Maslow’s assumption was that self actualization aimed at bringing peace to oneself. This humanistic approach continues to face oppositions with modern biologists arguing that it is possible for one to have numerous elements of self actualization and thus the hierarchy of needs should not be taken literally.

Personality behavior, according to most social scientist, results from a combination of genetic and environmental factors. Thus, genetic factors provide a person with particular biological needs while culture and environment determines how the person will meet those needs. Birth order also affects how children view the world in that children with siblings will have a particular perspective of the world which is different from those without siblings (Scribd, 2010).

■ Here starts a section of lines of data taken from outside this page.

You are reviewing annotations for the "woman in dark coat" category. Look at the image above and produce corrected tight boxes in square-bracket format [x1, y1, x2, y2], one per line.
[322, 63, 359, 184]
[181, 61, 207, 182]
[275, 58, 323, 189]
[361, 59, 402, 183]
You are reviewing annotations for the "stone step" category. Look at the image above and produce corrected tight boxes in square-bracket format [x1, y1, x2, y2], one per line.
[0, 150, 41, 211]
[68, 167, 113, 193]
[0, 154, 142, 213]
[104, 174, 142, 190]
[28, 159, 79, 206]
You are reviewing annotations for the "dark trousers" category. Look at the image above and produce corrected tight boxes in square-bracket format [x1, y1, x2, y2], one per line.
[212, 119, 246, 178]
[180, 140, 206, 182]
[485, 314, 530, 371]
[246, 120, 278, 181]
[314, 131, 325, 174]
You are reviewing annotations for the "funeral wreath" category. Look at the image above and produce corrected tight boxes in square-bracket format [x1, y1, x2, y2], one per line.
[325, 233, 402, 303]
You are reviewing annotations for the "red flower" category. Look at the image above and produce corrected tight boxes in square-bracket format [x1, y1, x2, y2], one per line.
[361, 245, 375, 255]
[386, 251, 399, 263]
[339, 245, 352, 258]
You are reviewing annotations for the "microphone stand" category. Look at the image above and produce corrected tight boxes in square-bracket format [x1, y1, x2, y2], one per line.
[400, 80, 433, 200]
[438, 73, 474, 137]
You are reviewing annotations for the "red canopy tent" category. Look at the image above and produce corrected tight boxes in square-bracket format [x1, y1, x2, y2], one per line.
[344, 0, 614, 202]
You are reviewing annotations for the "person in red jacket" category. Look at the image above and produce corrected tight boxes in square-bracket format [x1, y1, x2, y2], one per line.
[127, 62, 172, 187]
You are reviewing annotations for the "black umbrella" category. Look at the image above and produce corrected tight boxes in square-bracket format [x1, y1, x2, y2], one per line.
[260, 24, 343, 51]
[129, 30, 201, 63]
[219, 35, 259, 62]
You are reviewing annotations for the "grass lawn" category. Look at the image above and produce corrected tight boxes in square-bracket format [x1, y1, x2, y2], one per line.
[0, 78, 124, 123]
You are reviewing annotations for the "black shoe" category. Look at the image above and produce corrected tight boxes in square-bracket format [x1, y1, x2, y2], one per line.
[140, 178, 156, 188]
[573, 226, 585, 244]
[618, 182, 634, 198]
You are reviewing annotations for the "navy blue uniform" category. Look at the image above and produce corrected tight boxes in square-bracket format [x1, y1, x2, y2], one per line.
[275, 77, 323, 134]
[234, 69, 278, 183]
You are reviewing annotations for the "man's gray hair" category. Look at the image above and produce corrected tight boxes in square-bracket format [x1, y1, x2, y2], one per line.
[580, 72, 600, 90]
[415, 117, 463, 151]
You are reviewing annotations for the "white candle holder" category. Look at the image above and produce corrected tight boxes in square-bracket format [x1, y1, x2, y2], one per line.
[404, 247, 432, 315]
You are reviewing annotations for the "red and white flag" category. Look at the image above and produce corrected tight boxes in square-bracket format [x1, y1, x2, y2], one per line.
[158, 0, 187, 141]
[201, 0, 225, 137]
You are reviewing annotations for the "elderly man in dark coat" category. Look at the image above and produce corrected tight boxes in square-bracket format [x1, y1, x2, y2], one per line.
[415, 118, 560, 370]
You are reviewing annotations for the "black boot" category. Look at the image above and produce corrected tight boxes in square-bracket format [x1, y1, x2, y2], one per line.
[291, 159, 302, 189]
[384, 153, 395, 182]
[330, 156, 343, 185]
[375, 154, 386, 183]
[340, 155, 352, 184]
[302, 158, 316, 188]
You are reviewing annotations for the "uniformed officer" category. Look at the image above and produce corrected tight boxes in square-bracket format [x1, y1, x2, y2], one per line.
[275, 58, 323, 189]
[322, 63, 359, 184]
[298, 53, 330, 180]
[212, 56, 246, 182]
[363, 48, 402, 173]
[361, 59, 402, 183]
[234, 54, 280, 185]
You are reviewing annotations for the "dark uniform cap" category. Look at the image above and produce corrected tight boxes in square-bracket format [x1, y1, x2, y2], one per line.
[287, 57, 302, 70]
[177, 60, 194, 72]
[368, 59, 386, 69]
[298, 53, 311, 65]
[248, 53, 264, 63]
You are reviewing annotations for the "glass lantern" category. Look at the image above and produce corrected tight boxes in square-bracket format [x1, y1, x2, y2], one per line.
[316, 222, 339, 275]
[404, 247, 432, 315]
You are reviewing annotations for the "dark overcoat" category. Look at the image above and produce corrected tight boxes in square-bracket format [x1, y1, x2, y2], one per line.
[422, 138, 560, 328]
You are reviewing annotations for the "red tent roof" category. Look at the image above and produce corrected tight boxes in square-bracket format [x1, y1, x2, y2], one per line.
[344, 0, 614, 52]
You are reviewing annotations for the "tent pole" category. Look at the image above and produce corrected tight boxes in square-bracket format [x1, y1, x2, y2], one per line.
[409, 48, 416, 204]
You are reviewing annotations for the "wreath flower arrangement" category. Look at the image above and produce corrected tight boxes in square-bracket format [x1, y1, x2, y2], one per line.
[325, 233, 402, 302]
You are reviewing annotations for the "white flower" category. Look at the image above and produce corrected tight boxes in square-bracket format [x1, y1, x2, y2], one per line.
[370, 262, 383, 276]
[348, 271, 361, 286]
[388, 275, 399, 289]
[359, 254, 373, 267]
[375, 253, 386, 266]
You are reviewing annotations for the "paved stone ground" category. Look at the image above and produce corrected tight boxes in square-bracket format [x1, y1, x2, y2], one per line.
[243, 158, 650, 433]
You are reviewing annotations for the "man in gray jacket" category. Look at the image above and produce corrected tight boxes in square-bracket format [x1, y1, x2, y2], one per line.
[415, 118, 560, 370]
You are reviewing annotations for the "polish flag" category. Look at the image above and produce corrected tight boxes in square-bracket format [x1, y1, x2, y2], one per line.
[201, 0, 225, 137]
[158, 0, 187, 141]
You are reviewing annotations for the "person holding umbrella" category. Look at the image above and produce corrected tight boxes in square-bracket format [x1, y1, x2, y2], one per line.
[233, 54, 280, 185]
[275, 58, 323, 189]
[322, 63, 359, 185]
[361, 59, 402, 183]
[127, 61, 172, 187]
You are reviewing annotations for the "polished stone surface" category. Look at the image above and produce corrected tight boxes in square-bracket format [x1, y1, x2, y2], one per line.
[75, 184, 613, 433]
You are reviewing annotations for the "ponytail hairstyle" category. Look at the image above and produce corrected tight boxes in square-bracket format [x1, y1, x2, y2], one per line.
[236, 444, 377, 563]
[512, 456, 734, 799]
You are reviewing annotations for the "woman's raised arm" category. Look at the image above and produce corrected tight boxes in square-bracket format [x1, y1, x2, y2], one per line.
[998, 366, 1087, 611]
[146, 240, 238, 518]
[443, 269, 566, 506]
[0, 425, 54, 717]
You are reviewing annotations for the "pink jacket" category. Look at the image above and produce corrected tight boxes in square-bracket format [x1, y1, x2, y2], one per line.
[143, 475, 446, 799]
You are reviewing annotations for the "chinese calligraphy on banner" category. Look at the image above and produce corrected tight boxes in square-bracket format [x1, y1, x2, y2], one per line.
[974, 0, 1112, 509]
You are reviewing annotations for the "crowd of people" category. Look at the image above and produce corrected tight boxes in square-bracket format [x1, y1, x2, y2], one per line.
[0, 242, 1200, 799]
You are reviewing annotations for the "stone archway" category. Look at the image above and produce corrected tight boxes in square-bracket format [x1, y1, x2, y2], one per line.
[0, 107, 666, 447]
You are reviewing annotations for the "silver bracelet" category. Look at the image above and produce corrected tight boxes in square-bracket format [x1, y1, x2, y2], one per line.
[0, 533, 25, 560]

Biological approaches to personality are factors such as genetics, diseases, drugs, and physiological arousal. They are the major factors that influence the growth of a particular personality. The humanistic theory relates to growth needs that influence personality formation and development.

For one to move a higher level, their basic needs have to be met so that they are comfortable at that level. Maslow employed a holistic approach to substantiate his theories which have been considered controversial because they are faulty if taken literally. It is worth noting that the environment also plays a major role in personality growth.

Reference List

Friedman, H. & Schustack, M. (2009). Personality: classic theories and modern research, Ed. 4. Boston: Allyn & Bacon.

Scribd (2010). Personality Development. Web.